The malware is designed for stealing login credentials, hijacking SMSs, uploading contact lists and SMSs to malicious servers by displaying a fake overlay screen on top of legitimate apps to capture user inputs, said software security firm QuickHeal in a post on Saturday.

 

"Do not download and install applications from untrusted sources offered via unknown website links on unscrupulous messages," said Canara Bank in a note to users.

The bank suggested avoiding unknown wi-fi networks to prevent rogue access to devices.

While the malware has been successfully detected, there is no immediate mention of any known occurrences of misuse so far.

Android.banker.A2f8a is being distributed through a fake Flash Player app on third-party stores.

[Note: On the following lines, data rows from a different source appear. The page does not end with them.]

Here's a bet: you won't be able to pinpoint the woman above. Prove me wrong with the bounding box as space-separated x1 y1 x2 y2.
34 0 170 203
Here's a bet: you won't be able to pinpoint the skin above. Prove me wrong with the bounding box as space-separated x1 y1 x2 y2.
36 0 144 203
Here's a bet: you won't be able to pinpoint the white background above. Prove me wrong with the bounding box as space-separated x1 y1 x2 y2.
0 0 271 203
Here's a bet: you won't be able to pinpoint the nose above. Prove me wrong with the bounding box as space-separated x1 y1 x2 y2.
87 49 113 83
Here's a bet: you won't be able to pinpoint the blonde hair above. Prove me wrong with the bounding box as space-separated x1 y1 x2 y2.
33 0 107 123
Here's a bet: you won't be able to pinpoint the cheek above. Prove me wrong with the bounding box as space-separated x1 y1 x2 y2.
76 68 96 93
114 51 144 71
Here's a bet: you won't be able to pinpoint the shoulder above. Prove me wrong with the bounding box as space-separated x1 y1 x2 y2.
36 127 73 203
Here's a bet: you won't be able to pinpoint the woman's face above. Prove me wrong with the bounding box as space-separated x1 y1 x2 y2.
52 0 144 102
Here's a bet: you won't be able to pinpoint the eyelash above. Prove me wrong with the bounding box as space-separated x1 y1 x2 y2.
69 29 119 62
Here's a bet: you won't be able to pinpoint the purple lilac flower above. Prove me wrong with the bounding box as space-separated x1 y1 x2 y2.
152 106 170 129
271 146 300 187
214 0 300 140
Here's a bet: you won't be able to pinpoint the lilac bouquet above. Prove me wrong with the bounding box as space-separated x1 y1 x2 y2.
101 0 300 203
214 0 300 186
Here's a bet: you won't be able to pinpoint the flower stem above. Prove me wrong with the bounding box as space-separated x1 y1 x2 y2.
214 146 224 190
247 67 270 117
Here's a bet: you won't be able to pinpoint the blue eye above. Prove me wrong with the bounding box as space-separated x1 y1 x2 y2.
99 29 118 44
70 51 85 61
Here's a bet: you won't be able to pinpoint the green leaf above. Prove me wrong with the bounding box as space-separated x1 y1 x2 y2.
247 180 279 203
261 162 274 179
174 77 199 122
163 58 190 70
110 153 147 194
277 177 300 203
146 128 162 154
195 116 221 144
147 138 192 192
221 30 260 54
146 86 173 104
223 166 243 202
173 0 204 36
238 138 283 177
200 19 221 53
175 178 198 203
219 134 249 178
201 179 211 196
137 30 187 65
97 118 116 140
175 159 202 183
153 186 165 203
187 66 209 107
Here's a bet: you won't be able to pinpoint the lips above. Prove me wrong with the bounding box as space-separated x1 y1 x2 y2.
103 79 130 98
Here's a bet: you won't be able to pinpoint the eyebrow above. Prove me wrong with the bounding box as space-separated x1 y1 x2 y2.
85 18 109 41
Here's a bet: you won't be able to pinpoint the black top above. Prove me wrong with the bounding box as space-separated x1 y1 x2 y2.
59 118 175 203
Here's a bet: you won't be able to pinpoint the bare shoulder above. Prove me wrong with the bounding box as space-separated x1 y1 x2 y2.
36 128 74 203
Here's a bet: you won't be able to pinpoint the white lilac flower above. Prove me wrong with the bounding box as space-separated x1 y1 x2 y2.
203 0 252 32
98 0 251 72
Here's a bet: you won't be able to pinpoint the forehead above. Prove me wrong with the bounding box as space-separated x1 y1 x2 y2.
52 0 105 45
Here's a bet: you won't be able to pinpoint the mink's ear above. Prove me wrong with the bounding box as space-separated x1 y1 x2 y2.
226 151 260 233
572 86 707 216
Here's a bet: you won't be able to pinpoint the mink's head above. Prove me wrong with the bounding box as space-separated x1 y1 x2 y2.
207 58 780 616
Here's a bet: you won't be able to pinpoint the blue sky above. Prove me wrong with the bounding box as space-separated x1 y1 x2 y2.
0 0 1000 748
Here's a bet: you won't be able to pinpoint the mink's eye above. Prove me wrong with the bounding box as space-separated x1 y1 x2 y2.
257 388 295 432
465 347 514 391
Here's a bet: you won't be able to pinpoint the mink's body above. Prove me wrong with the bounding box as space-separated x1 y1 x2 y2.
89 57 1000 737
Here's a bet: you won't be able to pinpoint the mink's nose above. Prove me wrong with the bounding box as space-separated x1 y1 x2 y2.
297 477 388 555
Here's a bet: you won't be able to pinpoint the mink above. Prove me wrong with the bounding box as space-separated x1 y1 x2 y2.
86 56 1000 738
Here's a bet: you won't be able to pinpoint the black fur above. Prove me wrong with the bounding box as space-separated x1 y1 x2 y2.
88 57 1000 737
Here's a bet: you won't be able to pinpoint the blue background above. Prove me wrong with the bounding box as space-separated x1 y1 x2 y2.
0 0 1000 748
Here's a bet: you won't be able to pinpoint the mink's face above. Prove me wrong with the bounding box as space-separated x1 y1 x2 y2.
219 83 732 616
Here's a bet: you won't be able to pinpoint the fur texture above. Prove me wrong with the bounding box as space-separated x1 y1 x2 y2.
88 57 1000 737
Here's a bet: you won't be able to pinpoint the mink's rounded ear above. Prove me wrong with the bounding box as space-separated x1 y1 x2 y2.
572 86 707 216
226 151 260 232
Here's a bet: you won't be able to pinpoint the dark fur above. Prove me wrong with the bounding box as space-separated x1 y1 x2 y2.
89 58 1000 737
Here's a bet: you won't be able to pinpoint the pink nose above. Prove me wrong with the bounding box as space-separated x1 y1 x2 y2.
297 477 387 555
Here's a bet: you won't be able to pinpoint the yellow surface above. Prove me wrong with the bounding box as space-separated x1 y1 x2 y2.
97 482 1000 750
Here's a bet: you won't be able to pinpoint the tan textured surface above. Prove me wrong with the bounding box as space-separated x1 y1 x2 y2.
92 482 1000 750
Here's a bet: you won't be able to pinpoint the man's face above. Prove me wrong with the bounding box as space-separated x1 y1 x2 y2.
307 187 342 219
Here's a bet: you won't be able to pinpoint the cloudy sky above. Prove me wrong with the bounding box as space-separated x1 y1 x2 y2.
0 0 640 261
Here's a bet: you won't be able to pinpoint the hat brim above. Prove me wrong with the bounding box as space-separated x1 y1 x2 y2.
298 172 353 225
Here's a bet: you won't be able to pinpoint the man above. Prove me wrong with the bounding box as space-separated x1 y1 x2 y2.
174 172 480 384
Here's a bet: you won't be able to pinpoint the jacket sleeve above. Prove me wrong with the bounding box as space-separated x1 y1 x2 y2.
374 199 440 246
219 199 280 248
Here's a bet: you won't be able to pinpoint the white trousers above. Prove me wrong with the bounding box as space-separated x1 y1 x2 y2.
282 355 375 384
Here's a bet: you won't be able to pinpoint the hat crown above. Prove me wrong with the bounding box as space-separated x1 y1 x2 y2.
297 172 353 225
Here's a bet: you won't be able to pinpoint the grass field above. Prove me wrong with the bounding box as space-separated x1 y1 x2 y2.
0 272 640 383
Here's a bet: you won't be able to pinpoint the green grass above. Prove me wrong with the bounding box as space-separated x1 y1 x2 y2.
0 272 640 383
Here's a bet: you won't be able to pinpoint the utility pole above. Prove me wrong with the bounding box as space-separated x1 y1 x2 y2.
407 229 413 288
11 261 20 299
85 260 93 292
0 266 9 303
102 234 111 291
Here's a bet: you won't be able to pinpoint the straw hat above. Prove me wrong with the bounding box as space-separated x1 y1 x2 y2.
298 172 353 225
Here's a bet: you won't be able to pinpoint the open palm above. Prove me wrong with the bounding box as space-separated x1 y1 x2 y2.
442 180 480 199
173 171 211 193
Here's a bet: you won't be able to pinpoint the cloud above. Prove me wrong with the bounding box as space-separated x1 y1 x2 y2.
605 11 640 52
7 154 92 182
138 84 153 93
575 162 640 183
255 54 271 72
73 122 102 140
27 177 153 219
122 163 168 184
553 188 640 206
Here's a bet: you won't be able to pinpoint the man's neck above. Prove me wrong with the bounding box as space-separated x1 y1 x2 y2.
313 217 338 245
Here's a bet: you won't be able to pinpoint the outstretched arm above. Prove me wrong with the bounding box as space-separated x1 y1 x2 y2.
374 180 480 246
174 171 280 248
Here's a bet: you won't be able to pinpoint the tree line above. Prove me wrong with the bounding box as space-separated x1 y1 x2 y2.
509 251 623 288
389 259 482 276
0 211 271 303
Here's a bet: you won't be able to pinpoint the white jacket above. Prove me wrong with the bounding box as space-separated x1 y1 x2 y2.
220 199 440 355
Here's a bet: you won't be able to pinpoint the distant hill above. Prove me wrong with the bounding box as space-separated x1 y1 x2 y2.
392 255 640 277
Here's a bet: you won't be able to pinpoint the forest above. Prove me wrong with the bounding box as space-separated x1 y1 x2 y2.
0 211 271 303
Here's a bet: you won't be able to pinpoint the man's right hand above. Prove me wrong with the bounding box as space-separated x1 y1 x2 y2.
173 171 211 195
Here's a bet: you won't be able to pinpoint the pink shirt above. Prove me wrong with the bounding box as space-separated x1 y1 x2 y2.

This is not surprising, said QuickHeal, given that Adobe Flash is one of the most widely distributed products on the internet and because of its popularity and global install base, it is often targeted by attackers.

The malicious app shows fake notifications on behalf of the original app and when users click on the fake notification, they are directed to enter their login credentials into a fake login page.

The malware has targeted banking apps of Axis Bank, HDFC, ICICI, IDBI and Union Bank, among others, says the blog.

The malware has also targeted a number of cryptocurrency apps like Bitcoinium, Bitcoin Wallet, BTC Safari and Bitfinex apart from many others.

A number of international banking and payment apps are also listed like ING Australia Banking, Citibank Australia, Citi Mobil UK, Singapore Digital Banking and PayPal Mobile and Amazon for Tablets.

The malware can intercept messages from incoming and outgoing messages and bypass SMS-based two-factor authentication on the victim's bank account. It can suppress the device's ringer volume to prevent the user being alerted about SMSs.

Quick Heal has warned users that there is no official Adobe Flash Player available on the Google Play Store.

Adobe had also announced that it will stop updating and distributing Flash Player by the end of 2020 in all formats of the browser.